Po River, longest river in Italy, rising in the Monte Viso group of the Cottian Alps on Italy’s western frontier and emptying into the Adriatic Sea in the east after a course of 405 miles (652 km). Its drainage basin covers 27,062 square miles (70,091 square km), forming Italy’s widest and most fertile plain.
Flowing eastward in its upper course, the Po is rapid and precipitous, descending about 5,500 feet (1,700 m) in its first 22 miles (35 km). Just west of Saluzzo the Po turns sharply northward, flows through Turin and skirts the Monferrato upland, then turns east at Chivasso and continues in a generally easterly course to its delta on the Adriatic.
The Po forms the boundary between the regions of Lombardy and Emilia-Romagna (south) and Veneto (north). It receives the waters of the Dora Riparia and the Dora Baltea below Turin; other principal tributaries are the Sesia, Ticino, Adda, Oglio, and Mincio from the north. Among the many streams that drain into the Po from the south, the Tanaro (from the Maritime Alps) and the Scrivia and Trebbia (from the Apennines) are important; but many of the others are rain-fed and torrential and carry little water through much of the year. Throughout its middle and lower courses the Po describes many meanders, which have left oxbows (circular lakes).
Its delta is among the most complex of any European river, with at least 14 mouths, usually arranged in five groups (from north to south): the Po di Levante, Po di Maestra, Po della Pila, Po delle Tolle, and Po di Goro e di Gnocca. Of these mouths, the Po della Pila carries the greatest volume of water and is the only navigable one.
The Po is navigable from its mouth to Pavia. At Pontelagoscuro, 60 miles (96 km) from the sea, the Po’s average discharge is 48,400 cubic feet (1,370 cubic m) per second, with variations from 910 to 340,000 cubic feet (26 to 9,630 cubic m), although in the great flood of 1951 the discharge was estimated at 424,000 cubic feet (12,000 cubic m) per second. The most devastating floods have been those of 589, 1150, 1438, 1882, 1917, 1926, 1951, 1957, and 1966, all in the autumn.

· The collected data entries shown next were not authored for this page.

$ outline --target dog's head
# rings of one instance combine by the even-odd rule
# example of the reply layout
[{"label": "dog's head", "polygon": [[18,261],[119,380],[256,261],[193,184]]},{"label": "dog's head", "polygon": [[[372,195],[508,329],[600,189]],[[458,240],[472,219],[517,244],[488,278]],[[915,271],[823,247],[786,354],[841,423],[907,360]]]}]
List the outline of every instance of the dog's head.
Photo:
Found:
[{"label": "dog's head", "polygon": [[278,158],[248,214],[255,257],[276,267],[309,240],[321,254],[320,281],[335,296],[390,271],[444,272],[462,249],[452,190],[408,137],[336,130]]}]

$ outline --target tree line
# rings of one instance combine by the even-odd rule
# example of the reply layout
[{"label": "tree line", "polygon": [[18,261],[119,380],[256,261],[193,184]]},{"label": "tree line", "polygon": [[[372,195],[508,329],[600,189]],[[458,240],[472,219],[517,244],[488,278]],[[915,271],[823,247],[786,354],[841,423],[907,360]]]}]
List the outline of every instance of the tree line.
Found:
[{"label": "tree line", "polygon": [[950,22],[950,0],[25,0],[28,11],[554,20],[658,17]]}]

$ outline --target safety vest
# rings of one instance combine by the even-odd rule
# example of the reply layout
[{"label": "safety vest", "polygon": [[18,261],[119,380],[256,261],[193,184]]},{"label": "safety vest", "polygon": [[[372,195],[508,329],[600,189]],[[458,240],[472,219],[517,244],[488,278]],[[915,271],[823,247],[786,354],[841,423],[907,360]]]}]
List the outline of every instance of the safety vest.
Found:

The sediment load carried by the Po is considerable, and the extension of the delta is estimated at 200 acres (80 hectares) per year. Certain ancient ports south of the delta, such as Ravenna, are now as much as 6 miles (10 km) from the sea as a result of silt from the Po carried down by currents in the Adriatic. The floods of the river and the silt load carried by it have long challenged hydraulic engineers. The Venetian Republic built dikes to control floods and canals to divert silt, and in the area between Ferrara and the Adriatic numerous undertakings have reclaimed thousands of acres during the past three centuries. The project undertaken in 1953 by the Italian Land Reform was devoted to soil improvements, reclamation of marshy areas such as the Valli di Comacchio, and the creation of small peasant farms in the delta area, or polesine, which, nevertheless, suffered enormously in the great floods of 1951 and 1966.
During the Paleolithic and Neolithic periods the lower valley of the Po was occupied by people who built houses on piles along the swampy banks. The river regulation works originated in pre-Roman times. The reclamation and protection of the riparian lands went on rapidly under the Romans, and in several places their rectangular divisions of the ground are still visible. During the barbarian invasions much of the protective system decayed, but the later Middle Ages saw the works resumed so that the present arrangement existed in the main by the end of the 15th century.
The Ligurian name of the Po was Bodincus, or Bodencus, meaning “bottomless.” The name Padus was taken from the Celts or the Veneti of Brittany. Thus, Bodincomagus is found as a town name on the upper course, and Padua as a name of one of the mouths of the river.